Announcing Acorn User Roles

WordPress’s native approach to managing user roles involves scattered add_role() and remove_role() calls that are easy to lose track of and difficult to keep consistent across environments. Role changes persist in the database, making it hard to know what the current state should be just by reading your code.

Introducing Acorn User Roles — a new package that allows you to manage user roles through a straightforward PHP config file.

Usage

$ composer require roots/acorn-user-roles

Once installed, you can publish the configuration file:

$ wp acorn vendor:publish --provider="Roots\AcornUserRoles\AcornUserRolesServiceProvider"

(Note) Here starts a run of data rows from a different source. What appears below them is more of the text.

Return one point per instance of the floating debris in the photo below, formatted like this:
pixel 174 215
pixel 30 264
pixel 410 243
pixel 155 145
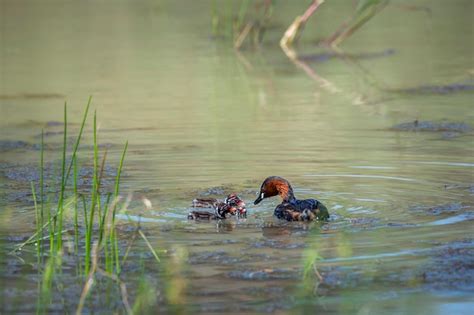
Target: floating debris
pixel 431 126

User roles are configured using a simple array structure in config/user-roles.php:

<?php

return [

    /*
    |--------------------------------------------------------------------------
    | User Roles
    |--------------------------------------------------------------------------
    |
    | Define user roles to add or remove. Each key is the role slug.
    |
    | Set a role to `false` to remove it. Otherwise, provide an array with
    | `display_name` and `capabilities` to add or update the role.
    |
    | Capabilities can be a simple list (['read', 'edit_posts']) or an
    | associative array (['read' => true, 'edit_posts' => false]).
    |
    | Config is authoritative — existing roles will be synced to match,
    | and unlisted capabilities will be removed.
    |
    */

    'subscriber' => false,

    'librarian' => [
        'display_name' => 'Librarian',
        'capabilities' => ['read', 'edit_books', 'publish_books'],
    ],
];

Acorn User Roles will automatically register, update, or remove your user roles on every request — keeping your environments convergent and your config the single source of truth.